US – Pilgrim’s Pride Corp., the second-largest US poultry producer, has benefited greatly from consumers trading down to chicken during inflation, posting powerful performance for its third fiscal quarter.

During its third-quarter earnings call, the company, which is majority owned by Brazil-based JBS, said the shift helped it increase revenue by 16.8% to US$4.5 billion in the third quarter from the same period a year earlier.

Its success in the quarter was particularly carried by the domestic trade, with its flagship Pilgrim’s and Just Bare chicken brands growing more than 45% year-over-year, aiding the processor to achieve Adjusted earnings of US$460.5 million, a 33% increase.

Earlier this year, CoBank predicted shoppers would begin trading down to poultry given the increasing cost of beef.

The USDA also predicted a decline in beef consumption for the 2022-23 period because of high costs, attributing the drop to lower cattle herds and growing exports.

Fabio Sandri, Pilgrim’s Pride’s CEO, said: “Typically, chicken has been more resilient to inflation and economic downturn in retail than other proteins. Moving forward, we will continue to invest in automation, portioning, and other projects to further improve our operational performance.”

However, he emphasized there are still roadblocks in the current environment citing elevated costs for feed, utilities, labor, and packaging as difficulties the companies will continue to face in the coming months.

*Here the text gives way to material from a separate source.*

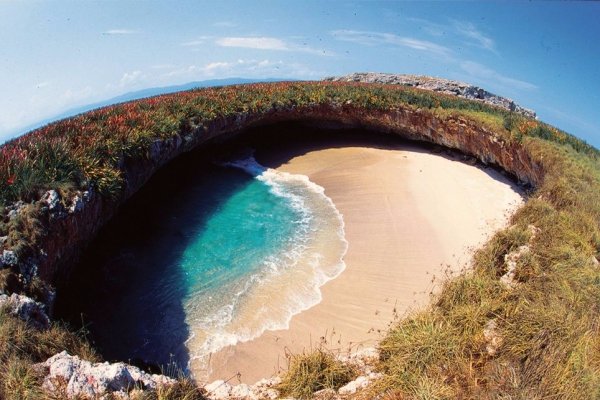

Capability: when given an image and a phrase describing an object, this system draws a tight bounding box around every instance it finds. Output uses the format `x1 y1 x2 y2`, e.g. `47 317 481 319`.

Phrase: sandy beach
208 138 522 383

With chicken prices still lagging behind inflation, particularly in Europe, Sandri hinted that more poultry-price hikes could be coming.

He explained that rising interest rates and soaring fuel prices pinch consumers while meat companies have been getting hit by elevated prices for animal feed, packaging, and labor prices.

In August during Tyson Foods Third Quarter 2022 Results, CEO Donnie King said “substantially improved” earnings for chicken compared to the previous year offset declines in the more expensive beef and pork, signaling stronger demand for chicken.

During the quarter, sales for chicken rose 26% to US$4.4 billion, and for the year are up a similar percentage to US$12.3 billion.

Tyson Foods said USDA projects chicken production will increase by approximately 1% in fiscal 2022 as compared to fiscal 2021 and with such insight, it anticipates an adjusted operating margin of 5% to 7% for fiscal 2022.